La imperceptibilidad de los instantes presentes.
Por Angulo Torres Melchisedech.
Es precisa la oscuridad de la noche para poder abrazar un nuevo sol cada mañana. Algo complicado es entender la expresión de quienes se mueven a altas horas de la madrugada cuando no les queda de otra. Ahí es como la otra cara de una moneda que casi nadie ve, pareciera que no hay prisas o que se congelara el tiempo. Se aprecian otros horizontes.
Que no recordemos el lugar donde nacimos no significa que en su momento no lo pensamos. Todos llegamos a esperar con afán un nuevo día para ser con él algo diferente. Las bibliotecas nos recuerdan que fuimos creados y de igual manera somos seres creativos. Pues los libros no sólo son amuletos, ni los árboles nada más nos dan sombra.
Los niños caminan muy rápido, sin antes dominar su cadencia ya gustan de correr a toda marcha.

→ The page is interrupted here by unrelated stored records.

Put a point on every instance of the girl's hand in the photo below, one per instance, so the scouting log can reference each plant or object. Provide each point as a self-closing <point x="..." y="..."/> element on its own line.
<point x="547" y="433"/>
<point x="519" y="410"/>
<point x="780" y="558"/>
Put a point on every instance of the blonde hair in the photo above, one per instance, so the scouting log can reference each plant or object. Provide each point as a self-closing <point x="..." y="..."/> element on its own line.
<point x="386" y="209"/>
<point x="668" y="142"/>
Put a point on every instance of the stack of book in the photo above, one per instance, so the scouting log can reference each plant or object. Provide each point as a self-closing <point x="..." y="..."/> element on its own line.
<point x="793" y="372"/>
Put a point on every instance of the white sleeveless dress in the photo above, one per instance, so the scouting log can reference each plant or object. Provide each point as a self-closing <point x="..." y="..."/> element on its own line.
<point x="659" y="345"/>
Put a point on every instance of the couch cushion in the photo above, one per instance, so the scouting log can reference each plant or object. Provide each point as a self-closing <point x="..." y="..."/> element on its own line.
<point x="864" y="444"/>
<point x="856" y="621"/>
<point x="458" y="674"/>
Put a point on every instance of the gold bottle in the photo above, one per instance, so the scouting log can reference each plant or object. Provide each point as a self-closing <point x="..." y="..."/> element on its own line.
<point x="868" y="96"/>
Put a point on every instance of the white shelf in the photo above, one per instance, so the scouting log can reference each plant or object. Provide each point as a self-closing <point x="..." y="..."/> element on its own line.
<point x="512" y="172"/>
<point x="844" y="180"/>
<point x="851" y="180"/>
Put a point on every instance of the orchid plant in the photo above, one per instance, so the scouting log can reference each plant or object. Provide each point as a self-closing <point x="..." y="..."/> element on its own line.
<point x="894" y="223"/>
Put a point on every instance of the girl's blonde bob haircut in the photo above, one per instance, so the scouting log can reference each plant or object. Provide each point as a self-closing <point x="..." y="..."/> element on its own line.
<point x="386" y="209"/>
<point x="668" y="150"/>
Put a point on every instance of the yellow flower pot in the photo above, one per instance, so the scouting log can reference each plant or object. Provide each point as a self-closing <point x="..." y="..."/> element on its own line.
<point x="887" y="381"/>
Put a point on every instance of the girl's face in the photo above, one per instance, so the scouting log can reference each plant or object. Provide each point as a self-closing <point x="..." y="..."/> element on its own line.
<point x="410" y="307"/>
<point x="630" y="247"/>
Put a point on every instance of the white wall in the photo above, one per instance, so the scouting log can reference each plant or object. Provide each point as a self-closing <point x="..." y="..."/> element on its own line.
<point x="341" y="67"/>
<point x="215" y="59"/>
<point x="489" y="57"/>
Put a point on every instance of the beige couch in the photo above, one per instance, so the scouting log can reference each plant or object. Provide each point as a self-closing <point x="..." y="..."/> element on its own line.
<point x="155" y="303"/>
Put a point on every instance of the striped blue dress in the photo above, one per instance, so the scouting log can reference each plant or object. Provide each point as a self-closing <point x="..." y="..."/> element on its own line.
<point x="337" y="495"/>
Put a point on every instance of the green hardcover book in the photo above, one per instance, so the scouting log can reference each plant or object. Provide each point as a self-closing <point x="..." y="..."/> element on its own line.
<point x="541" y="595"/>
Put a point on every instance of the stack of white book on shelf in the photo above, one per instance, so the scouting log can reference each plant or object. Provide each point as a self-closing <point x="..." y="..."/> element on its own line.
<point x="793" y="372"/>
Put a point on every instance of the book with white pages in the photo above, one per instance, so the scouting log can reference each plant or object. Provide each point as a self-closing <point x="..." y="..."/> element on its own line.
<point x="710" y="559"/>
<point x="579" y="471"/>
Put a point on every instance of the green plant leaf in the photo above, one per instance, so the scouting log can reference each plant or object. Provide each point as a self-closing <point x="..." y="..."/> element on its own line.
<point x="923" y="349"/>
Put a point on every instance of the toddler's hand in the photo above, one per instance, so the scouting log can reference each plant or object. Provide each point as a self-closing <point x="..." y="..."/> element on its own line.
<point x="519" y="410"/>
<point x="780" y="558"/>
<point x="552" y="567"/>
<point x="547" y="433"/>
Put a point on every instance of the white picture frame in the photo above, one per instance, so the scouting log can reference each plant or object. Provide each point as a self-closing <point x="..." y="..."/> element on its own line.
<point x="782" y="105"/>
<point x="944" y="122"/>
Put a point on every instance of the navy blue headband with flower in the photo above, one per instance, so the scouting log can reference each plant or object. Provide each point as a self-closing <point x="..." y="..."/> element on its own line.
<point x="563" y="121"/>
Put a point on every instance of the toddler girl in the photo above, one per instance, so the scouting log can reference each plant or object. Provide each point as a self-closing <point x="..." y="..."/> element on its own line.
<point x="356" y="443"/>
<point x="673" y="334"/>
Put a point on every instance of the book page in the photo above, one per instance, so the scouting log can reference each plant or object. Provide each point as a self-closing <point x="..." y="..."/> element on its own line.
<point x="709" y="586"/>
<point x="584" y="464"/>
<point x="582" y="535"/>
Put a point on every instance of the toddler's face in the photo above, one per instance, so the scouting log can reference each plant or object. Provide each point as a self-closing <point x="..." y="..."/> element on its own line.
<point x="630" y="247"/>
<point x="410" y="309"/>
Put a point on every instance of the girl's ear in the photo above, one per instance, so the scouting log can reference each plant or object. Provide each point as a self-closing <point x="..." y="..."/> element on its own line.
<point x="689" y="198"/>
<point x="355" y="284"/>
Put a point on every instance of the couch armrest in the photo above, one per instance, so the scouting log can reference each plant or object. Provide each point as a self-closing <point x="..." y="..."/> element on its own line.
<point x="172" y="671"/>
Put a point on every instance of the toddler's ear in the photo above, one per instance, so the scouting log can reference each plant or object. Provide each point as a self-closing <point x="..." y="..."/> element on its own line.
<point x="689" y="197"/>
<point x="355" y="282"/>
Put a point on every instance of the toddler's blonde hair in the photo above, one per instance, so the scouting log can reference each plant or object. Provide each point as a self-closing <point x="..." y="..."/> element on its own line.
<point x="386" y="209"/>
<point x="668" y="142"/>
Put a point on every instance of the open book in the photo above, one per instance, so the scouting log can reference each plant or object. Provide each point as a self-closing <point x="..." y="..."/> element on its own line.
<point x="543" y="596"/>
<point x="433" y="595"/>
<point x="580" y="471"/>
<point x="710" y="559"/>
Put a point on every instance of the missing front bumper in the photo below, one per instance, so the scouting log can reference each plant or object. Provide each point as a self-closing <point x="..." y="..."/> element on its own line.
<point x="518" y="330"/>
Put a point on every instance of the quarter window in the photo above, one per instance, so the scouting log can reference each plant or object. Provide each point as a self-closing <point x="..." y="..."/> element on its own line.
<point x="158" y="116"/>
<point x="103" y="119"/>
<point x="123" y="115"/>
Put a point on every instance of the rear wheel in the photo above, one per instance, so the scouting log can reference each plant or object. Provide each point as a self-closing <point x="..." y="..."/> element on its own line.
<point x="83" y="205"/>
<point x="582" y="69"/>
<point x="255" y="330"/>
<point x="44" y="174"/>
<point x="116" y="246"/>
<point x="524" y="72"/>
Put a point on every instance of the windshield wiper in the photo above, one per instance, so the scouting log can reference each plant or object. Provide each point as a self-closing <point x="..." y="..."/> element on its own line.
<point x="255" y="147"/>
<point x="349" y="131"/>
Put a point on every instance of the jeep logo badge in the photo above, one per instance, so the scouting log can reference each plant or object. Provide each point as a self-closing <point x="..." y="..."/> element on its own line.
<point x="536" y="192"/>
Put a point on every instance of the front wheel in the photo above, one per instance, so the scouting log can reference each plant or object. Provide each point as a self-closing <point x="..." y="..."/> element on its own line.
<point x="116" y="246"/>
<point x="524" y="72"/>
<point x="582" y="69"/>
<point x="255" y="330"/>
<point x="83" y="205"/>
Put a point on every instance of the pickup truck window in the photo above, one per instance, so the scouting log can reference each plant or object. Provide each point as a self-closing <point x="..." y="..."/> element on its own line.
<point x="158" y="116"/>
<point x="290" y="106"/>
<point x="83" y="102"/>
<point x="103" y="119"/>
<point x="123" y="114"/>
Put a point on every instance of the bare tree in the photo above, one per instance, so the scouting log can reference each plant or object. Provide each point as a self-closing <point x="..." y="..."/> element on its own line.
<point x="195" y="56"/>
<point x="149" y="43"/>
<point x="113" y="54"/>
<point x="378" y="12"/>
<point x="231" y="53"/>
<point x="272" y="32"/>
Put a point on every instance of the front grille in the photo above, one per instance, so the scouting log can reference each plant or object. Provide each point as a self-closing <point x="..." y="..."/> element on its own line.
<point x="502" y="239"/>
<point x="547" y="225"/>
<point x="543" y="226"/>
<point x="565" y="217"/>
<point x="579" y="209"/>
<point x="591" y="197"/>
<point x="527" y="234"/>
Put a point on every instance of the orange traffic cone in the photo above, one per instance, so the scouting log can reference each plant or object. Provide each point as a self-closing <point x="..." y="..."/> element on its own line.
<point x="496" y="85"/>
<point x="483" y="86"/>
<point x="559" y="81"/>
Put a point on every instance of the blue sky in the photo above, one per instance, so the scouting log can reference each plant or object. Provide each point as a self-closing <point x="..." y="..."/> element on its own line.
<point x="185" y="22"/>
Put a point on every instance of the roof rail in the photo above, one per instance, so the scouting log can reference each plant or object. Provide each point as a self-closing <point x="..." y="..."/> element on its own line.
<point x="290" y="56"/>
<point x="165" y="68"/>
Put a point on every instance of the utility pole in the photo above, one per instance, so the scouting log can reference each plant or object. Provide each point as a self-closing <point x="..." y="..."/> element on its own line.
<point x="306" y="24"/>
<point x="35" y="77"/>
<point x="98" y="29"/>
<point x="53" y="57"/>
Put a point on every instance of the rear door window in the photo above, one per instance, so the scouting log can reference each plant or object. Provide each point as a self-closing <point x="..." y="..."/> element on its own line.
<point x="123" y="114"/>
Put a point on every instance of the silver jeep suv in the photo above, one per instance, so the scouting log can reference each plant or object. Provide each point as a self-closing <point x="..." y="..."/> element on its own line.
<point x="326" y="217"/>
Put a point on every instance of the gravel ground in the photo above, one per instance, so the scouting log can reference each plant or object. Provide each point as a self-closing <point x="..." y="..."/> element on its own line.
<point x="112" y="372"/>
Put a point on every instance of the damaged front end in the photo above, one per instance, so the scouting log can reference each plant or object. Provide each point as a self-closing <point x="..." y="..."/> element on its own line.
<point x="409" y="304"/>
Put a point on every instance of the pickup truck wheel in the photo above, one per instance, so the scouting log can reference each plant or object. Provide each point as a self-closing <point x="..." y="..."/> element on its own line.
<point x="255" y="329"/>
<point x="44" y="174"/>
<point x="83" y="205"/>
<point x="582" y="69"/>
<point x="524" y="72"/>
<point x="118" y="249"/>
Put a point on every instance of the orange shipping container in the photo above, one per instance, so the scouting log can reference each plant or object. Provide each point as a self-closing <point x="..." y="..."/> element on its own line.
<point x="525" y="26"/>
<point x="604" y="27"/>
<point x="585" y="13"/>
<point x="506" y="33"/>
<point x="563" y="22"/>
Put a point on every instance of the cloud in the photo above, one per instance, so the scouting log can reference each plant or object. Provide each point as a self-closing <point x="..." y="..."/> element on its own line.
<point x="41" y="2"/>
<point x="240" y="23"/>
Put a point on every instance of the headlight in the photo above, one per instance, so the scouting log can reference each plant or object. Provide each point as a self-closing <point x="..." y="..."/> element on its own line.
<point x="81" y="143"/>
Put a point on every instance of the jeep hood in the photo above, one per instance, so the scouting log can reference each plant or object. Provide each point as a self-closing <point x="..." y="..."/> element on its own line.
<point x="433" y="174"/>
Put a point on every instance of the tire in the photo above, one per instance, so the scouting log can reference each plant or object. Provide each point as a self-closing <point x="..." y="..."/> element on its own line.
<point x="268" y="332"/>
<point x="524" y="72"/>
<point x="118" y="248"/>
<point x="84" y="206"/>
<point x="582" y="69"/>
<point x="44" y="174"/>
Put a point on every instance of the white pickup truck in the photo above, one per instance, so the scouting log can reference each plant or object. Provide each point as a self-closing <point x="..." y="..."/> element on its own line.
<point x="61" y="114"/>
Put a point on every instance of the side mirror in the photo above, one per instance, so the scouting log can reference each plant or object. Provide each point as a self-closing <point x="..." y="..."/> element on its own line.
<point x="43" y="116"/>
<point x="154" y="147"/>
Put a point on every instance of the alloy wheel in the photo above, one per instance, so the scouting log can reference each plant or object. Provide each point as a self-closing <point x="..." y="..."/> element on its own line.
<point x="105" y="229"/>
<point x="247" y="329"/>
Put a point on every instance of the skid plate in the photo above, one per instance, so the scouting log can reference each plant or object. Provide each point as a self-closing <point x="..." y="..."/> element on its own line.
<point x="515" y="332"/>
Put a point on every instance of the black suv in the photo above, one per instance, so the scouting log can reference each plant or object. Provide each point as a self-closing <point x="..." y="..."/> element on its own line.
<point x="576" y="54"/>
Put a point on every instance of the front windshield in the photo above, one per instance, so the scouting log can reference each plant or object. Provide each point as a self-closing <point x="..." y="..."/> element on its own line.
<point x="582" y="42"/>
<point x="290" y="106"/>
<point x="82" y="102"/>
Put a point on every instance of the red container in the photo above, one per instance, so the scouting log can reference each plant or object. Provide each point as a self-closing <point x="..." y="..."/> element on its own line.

A veces son más puntuales que uno, en ocasiones llegan después de nuestro paso. No son ojos por que ven sino por que ven que los miran. A los cinco años ya juegan a cosas que a cualquier trabajador, del oficio que se quiera, para aprender le llevó años de experiencia.
A los niños les sigue la calma de su llegada, dan mejores lecciones de madurez que el mejor de los catedráticos, conocen su puntualidad, pues sin que ellos lo sepan uno como mayor aprende de ellos. Aunque solo perciban de los adultos enojos y malos humores. Son incluso más célebres ya que tienen imaginación de sobra.
Y aún así, siendo relojes digitales, se interesan por un reloj de arena, hasta por un reloj de sol. Por ello son tan significativos los momentos que se han transmitido de generación en generación. Los segundos marcan cansancios y sacrificios, los minutos todo aquello que somos capaces de cultivar y las horas marcan signos, de grandes momentos de amor.